To find the source of the excess tau, researchers used a technique called SILK (Stable Isotope Labeling Kinetics) to measure the amount of tau that was produced and cleared from human brain cells.
This technique helps to track, how fast the proteins are synthesized, released and cleared from the neurons. It can be measured in the lab or directly on the central nervous system.
Using the technique the scientists detected that the tau proteins consistently appeared after a three-day delay in human neurons in a laboratory dish. This indicated that the release of tau was an active process and was not related to the death of neurons.

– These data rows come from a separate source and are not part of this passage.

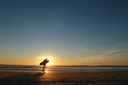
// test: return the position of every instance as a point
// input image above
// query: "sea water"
(63, 68)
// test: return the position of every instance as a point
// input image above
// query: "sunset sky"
(68, 32)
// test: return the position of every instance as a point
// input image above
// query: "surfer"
(44, 64)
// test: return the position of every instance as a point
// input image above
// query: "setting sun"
(50, 58)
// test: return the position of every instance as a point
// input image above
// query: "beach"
(63, 78)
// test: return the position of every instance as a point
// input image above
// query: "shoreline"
(75, 78)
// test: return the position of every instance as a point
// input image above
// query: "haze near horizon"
(67, 32)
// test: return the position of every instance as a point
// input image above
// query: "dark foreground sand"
(64, 78)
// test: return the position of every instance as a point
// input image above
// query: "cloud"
(122, 44)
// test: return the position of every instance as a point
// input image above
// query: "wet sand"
(63, 78)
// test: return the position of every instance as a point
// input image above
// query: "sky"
(67, 32)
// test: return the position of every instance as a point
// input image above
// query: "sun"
(50, 62)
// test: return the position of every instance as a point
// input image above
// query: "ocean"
(63, 68)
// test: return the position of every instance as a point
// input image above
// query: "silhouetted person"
(44, 64)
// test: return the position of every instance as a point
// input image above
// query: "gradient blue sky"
(70, 32)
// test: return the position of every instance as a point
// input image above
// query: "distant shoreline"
(84, 78)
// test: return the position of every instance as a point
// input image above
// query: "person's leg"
(43, 68)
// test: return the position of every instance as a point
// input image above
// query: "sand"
(63, 78)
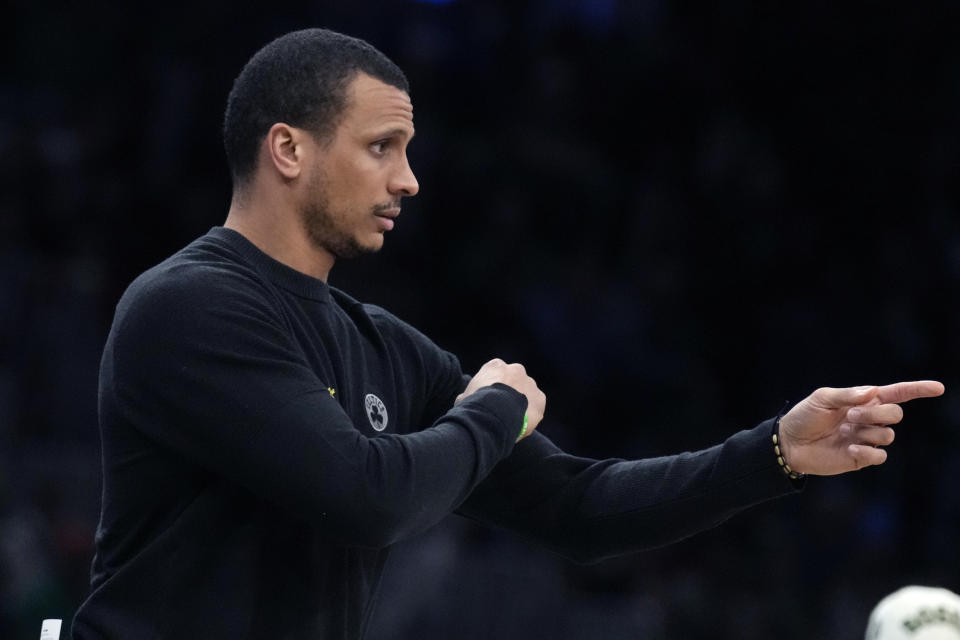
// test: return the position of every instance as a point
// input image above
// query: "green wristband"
(523, 431)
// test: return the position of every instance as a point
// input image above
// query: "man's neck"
(281, 237)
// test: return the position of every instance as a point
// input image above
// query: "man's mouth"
(386, 216)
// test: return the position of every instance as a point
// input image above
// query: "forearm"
(588, 509)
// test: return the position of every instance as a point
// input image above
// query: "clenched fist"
(515, 376)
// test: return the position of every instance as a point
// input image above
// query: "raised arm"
(591, 509)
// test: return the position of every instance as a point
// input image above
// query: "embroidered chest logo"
(376, 412)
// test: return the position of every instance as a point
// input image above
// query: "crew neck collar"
(285, 276)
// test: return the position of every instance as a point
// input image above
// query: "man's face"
(353, 191)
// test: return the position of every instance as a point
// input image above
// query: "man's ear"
(284, 147)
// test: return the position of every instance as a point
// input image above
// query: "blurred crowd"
(677, 216)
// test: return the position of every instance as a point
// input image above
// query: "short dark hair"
(300, 79)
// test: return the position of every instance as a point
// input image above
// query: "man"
(266, 438)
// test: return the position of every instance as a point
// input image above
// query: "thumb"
(831, 398)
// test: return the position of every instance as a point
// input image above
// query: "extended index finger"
(904, 391)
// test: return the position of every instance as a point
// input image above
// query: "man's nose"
(404, 182)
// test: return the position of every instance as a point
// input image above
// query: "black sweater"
(265, 438)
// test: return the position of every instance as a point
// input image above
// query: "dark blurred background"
(678, 216)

A study was conducted, about 24 people who exhibited amyloid plaques and mild Alzheimer's symptoms participated in the study. The results showed that there was a direct correlation between the amount of amyloid in a person's brain and the amount of tau produced in the brain.
"Whether a person has symptoms of Alzheimer's disease or not, if there are amyloid plaques, there is increased production of this soluble tau," Bateman said.
The study helps to understand how the two key proteins in Alzheimer's disease - tau and amyloid interact with each other.
"We knew that people who had plaques typically had elevated levels of soluble tau," Bateman said. "What we didn't know was why. This explains the why: The presence of amyloid increases the production of tau".
Overproduction of tau protein is strongly linked to brain damage and it also plays a critical role in the development of Alzheimer's. Scientists have suggested that Alzheimer's can be treated by reducing the production of tau protein.
About Alzheimer's Disease
Alzheimer's is a progressive disease that destroys memory and other important brain functions. In this condition the brain nerve cells are destroyed which leads to the decline of mental function. The common symptoms of the disease are memory loss, confusion, difficulty in speaking and writing, behavior changes and poor judgment. The risk factors associated with Alzheimer's are high blood pressure, diabetes and heart diseases.